Pour parvenir à ses objectifs, le Genopole compte profiter de plusieurs leviers parmi lesquels l’essor de la médecine personnalisée, l’innovation thérapeutique via les sciences de la vie, la croissance mondiale des biotechnologies industrielles ou encore le développement de la biologie de synthèse.

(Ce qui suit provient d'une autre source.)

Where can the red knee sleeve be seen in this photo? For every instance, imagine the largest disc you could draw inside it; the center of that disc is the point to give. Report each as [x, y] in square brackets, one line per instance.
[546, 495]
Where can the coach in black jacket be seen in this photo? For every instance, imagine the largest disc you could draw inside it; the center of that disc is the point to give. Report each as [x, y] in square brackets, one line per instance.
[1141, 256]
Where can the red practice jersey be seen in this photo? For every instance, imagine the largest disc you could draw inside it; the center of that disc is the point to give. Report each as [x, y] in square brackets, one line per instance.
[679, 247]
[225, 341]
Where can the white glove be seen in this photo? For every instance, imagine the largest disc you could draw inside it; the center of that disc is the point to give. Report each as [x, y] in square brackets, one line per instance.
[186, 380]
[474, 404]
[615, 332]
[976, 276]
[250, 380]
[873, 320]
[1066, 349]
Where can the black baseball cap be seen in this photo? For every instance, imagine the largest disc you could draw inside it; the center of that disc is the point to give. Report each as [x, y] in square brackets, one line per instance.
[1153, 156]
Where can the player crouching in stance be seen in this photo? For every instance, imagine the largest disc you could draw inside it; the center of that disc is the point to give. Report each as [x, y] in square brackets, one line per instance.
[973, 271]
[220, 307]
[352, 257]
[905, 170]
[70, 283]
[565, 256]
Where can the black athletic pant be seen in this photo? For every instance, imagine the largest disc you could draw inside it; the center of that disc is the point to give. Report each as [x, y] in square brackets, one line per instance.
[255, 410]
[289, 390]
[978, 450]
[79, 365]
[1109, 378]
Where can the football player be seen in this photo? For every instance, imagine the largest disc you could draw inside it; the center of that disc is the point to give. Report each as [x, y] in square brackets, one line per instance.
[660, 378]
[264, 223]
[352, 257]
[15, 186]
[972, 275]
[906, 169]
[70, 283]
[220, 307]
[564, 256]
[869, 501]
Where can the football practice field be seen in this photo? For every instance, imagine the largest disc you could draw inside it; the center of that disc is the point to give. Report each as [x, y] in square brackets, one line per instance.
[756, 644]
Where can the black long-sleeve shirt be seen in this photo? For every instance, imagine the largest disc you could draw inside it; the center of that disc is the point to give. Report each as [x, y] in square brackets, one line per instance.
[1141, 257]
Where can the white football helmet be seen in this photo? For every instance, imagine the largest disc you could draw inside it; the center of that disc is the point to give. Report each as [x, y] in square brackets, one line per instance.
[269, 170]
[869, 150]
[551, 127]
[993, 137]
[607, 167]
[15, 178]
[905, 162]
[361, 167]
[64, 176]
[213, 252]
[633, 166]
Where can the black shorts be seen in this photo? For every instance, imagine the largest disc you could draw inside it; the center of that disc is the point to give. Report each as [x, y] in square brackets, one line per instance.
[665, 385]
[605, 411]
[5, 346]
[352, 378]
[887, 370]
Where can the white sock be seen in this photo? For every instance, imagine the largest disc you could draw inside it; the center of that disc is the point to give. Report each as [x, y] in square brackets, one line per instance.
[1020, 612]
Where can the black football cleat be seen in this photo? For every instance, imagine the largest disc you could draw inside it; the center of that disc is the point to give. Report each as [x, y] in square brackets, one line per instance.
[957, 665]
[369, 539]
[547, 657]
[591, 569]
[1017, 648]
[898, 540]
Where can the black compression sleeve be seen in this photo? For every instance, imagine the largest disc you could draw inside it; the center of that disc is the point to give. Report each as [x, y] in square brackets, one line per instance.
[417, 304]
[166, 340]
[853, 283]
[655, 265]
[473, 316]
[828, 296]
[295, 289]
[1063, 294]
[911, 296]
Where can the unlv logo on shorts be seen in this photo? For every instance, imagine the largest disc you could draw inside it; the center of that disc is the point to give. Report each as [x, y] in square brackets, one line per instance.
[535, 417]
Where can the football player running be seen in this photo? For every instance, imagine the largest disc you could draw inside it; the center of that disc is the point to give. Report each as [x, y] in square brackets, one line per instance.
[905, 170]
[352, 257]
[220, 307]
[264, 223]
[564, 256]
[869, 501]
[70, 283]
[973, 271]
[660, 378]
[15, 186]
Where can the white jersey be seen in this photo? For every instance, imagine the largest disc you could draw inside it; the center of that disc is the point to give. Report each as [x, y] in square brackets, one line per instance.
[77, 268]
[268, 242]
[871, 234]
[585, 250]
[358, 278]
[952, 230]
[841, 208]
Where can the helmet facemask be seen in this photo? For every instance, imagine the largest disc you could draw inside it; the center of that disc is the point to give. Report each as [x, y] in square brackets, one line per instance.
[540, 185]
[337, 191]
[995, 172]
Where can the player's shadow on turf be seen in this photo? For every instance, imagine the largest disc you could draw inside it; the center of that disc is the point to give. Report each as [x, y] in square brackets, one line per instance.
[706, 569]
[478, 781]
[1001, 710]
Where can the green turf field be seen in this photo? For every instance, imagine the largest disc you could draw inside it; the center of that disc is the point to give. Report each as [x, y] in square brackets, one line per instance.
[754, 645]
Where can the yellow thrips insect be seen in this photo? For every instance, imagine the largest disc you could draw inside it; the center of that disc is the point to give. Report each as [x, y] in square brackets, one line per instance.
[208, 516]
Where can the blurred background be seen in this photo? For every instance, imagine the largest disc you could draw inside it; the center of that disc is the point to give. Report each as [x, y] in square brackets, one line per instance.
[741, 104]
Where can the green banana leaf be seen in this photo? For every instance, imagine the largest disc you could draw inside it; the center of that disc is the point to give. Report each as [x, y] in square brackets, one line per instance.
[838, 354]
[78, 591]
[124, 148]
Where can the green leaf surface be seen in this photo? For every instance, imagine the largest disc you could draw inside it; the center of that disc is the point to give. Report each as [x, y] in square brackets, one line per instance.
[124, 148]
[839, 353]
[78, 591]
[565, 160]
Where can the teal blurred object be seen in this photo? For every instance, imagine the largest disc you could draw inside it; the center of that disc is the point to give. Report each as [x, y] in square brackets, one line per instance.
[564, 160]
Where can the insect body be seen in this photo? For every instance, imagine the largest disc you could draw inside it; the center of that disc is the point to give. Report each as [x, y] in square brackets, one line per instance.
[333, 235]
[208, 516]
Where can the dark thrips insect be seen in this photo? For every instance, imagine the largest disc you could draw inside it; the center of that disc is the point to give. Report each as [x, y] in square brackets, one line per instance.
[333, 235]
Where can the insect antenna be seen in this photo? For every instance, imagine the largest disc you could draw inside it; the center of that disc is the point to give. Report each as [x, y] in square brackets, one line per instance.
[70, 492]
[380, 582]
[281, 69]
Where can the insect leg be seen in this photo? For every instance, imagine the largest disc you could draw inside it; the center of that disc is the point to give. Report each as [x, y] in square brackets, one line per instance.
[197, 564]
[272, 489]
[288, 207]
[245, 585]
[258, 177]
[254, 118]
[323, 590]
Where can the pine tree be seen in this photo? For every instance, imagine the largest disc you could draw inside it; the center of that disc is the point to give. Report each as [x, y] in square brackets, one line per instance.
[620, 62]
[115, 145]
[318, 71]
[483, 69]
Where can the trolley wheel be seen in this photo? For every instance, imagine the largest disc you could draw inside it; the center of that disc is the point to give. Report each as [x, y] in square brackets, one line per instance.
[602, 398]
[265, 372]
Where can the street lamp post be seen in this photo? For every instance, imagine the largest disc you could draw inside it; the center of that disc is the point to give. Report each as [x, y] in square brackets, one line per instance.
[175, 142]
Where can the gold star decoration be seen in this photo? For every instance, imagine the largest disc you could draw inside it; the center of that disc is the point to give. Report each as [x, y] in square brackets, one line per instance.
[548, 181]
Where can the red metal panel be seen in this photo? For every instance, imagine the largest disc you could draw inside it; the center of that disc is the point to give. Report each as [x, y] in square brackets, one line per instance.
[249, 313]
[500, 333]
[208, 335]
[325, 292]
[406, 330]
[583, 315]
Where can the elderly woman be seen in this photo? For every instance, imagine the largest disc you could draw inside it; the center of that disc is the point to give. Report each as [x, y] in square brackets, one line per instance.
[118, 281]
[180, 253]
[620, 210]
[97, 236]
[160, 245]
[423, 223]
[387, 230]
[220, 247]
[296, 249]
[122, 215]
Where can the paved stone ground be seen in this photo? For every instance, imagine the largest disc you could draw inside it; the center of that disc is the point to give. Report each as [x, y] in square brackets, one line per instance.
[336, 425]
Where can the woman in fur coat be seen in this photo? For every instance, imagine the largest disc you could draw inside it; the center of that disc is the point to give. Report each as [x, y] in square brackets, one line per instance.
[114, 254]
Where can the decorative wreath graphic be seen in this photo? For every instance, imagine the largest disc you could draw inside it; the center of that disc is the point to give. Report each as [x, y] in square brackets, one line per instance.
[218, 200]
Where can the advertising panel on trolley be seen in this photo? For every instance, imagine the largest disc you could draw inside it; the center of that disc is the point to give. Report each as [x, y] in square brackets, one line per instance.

Au cours de l’événement, le directeur général Genopole a donné l’opportunité à trois sociétés de biotechnologies industrielles de présenter leurs activités : Global Bioenergies, spécialisé dans la conversion de biomasse en hydrocarbures par des microorganismes ; Watchfrog, expert dans l’analyse du niveau de perturbateurs endocriniens dans l’eau et les produits finis (emballages, cosmétiques, etc.) ; et enfin Ynsect, spécialiste de la bioraffinerie d‘insectes en ingrédients à destination de l’alimentation animale.

Des objectifs chiffrés

A l’horizon 2025, le Genopole espère générer 10 000 emplois indirects (centre hospitalier Sud francilien compris) et accueillir au total 130 entreprises, représentant 3000 à 4000 personnes. Actuellement, le biocluster héberge une centaine d’entreprises, dont les sociétés InnovFeed, Enalees et AB Science depuis novembre dernier. Il prévoit également de créer 10 nouveaux laboratoires de recherche publique, soit un total de 31 laboratoires (2000 collaborateurs). Enfin, le Genopole vise à transformer les 10 services hospitaliers actuels en 10 services hospitalo-universitaires pour mieux former les étudiants.